Cell Therapy and Tissue Engineering Center, Wonju College of Medicine, Yonsei Univ., Wonju, South Korea.
Biochem Biophys Res Commun. 2011 Apr 29;408(1):167-73. doi: 10.1016/j.bbrc.2011.04.002. Epub 2011 Apr 5.
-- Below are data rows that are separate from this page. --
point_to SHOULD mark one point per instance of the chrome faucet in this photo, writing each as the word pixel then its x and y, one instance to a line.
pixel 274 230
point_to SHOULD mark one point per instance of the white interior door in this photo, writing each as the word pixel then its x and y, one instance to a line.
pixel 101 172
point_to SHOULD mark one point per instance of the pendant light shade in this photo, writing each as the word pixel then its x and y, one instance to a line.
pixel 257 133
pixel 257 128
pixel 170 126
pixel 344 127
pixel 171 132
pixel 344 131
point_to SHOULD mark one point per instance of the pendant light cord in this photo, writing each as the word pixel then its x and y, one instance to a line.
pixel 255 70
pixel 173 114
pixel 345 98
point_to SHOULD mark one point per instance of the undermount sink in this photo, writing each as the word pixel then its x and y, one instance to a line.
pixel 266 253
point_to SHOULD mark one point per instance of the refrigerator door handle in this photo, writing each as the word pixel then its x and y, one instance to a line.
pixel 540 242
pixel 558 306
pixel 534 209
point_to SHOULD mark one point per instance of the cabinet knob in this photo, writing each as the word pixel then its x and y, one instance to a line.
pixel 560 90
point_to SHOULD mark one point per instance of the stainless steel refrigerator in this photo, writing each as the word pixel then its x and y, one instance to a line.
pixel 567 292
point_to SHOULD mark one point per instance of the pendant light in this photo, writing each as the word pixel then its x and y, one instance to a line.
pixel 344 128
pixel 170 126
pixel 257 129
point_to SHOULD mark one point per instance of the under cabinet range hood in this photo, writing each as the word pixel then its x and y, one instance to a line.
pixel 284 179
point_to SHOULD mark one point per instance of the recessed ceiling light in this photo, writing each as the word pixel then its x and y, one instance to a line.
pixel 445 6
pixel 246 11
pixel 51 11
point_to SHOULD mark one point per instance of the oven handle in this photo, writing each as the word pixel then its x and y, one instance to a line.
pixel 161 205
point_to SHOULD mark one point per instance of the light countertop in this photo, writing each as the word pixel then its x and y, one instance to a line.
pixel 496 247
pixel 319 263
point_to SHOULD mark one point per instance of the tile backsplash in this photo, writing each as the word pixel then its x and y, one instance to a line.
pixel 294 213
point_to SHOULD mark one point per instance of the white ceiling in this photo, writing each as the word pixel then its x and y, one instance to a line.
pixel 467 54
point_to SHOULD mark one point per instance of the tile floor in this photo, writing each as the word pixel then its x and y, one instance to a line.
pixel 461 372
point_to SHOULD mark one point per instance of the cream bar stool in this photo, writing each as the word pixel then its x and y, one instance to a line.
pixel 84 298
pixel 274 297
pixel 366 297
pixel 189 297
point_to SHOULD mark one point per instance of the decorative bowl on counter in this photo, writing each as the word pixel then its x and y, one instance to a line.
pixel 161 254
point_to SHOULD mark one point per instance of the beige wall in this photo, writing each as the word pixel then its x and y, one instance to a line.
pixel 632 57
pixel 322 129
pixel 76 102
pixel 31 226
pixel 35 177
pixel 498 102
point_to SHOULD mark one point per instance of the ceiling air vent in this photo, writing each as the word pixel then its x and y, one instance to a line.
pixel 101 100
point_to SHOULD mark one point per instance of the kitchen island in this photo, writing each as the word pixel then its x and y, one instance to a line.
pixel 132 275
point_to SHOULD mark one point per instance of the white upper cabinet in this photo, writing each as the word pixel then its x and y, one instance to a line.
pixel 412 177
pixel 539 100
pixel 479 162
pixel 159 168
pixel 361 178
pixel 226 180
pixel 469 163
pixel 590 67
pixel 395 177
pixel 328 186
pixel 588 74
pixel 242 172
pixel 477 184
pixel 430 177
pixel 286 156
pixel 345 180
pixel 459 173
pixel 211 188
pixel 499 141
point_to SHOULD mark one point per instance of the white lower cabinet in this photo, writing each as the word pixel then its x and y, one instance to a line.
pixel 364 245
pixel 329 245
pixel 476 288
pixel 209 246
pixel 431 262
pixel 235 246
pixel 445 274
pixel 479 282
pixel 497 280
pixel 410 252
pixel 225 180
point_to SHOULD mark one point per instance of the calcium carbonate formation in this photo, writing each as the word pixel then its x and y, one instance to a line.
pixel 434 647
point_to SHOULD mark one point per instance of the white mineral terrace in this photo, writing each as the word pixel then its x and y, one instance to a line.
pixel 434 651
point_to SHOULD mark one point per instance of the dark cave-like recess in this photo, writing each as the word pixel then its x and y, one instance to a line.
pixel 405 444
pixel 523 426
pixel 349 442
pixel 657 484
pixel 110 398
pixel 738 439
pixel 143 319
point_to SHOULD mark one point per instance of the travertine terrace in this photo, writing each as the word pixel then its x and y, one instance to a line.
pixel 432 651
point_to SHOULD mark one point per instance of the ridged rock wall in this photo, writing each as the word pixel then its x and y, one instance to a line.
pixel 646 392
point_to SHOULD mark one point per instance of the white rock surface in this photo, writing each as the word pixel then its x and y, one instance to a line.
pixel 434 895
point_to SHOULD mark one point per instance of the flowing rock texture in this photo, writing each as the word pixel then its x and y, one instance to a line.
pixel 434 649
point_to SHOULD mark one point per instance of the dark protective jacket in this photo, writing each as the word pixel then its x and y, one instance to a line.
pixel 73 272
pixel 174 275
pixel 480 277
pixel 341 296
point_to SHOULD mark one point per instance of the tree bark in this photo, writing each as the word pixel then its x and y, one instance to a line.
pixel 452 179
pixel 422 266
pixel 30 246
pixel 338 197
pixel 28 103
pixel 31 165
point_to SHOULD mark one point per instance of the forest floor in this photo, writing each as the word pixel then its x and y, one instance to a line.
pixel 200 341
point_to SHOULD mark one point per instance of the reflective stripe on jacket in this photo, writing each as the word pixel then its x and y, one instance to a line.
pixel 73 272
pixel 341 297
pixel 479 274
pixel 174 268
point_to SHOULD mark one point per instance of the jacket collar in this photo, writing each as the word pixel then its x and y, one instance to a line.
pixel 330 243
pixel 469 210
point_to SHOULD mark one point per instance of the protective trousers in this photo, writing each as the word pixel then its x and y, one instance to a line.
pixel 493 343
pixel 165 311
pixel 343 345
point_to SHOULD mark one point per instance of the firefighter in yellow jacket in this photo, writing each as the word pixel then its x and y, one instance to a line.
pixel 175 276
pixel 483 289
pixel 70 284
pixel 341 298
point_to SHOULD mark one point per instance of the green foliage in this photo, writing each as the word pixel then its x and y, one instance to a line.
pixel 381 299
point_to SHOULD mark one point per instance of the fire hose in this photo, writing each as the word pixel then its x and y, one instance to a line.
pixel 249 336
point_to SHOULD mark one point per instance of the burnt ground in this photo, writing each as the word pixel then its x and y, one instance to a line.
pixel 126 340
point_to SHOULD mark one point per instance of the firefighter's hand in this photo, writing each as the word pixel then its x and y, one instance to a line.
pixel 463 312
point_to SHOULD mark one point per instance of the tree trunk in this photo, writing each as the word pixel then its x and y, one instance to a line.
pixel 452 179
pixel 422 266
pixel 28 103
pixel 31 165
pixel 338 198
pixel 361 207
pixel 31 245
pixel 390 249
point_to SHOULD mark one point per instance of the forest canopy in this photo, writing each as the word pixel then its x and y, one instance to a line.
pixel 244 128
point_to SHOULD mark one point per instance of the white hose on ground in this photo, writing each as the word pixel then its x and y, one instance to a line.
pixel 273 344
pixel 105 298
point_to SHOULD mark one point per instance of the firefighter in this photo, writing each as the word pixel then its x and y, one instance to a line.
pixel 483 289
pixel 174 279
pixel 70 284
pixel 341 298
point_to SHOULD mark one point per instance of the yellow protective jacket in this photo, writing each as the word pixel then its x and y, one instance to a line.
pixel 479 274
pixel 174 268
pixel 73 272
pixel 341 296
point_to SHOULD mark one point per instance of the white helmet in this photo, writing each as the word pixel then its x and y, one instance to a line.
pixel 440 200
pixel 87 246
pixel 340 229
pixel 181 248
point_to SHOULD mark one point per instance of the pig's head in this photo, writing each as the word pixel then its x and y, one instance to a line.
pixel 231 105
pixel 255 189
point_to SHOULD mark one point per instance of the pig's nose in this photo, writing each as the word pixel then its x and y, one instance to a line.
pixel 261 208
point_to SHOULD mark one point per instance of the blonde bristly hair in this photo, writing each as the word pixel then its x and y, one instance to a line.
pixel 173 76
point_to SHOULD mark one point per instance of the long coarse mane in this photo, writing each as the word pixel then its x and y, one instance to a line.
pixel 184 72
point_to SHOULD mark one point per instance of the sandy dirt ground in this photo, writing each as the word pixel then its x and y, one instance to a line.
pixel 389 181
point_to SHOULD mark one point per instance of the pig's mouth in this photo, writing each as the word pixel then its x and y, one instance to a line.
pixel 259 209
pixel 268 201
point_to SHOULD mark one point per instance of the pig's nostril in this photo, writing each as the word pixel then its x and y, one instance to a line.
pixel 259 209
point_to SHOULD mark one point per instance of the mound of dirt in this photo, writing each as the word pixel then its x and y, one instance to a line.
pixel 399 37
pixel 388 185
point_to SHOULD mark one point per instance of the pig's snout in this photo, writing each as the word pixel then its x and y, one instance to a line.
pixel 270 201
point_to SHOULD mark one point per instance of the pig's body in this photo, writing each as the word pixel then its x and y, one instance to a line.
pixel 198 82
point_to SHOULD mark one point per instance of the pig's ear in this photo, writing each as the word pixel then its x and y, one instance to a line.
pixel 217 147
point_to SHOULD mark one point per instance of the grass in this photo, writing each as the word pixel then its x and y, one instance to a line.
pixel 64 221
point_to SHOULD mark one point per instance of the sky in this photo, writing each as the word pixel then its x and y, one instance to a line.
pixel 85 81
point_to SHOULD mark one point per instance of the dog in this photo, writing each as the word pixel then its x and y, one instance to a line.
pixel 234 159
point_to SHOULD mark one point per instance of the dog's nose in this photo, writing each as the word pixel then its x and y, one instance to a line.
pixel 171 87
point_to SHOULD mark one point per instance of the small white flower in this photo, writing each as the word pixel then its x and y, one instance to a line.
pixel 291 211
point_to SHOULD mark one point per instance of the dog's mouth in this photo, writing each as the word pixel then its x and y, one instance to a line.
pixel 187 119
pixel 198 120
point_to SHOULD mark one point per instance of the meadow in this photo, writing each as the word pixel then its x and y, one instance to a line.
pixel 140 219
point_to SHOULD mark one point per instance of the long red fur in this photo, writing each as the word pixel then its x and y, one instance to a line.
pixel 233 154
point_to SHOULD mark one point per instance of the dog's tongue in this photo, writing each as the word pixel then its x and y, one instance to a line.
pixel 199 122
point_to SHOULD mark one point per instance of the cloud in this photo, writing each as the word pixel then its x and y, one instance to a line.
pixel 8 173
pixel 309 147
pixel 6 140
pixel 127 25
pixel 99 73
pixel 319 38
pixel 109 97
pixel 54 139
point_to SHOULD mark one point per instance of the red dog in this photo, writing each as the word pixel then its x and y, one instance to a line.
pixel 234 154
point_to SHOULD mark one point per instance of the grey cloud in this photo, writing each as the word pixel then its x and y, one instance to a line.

Stem cell therapy for muscular dystrophies requires stem cells that are able to participate in the formation of new muscle fibers. However, the differentiation steps that are the most critical for this process are not clear. We investigated the myogenic phases of human adipose tissue-derived stem cells (hASCs) step by step and the capability of myotube formation according to the differentiation phase by cellular fusion with mouse myoblast C2C12 cells. In hASCs treated with 5-azacytidine and fibroblast growth factor-2 (FGF-2) for 1 day, the early differentiation step to express MyoD and myogenin was induced by FGF-2 treatment for 6 days. Dystrophin and myosin heavy chain (MyHC) expression was induced by hASC conditioned medium in the late differentiation step. Myotubes were observed only in hASCs undergoing the late differentiation step by cellular fusion with C2C12 cells. In contrast, hASCs that were normal or in the early stage were not involved in myotube formation. Our results indicate that stem cells expressing dystrophin and MyHC are more suitable for myotube formation by co-culture with myoblasts than normal or early differentiated stem cells expressing MyoD and myogenin.
用于肌营养不良的干细胞治疗需要能够参与新肌纤维形成的干细胞。然而,对于这个过程最关键的分化步骤尚不清楚。我们逐步研究了人脂肪组织来源的干细胞(hASC)的成肌阶段,并根据与小鼠成肌细胞 C2C12 细胞融合的分化阶段,研究了肌管形成的能力。在经 5-氮杂胞苷和成纤维细胞生长因子-2(FGF-2)处理 1 天后的 hASC 中,通过 FGF-2 处理 6 天诱导早期分化步骤以表达 MyoD 和 myogenin。在晚期分化步骤中,hASC 条件培养基诱导肌球蛋白重链(MyHC)的表达。只有在晚期分化步骤中通过与 C2C12 细胞融合的 hASC 才能观察到肌管。相比之下,正常或早期分化的 hASC 不参与肌管形成。我们的结果表明,表达肌营养不良蛋白和 MyHC 的干细胞比表达 MyoD 和 myogenin 的正常或早期分化的干细胞更适合与成肌细胞共培养形成肌管。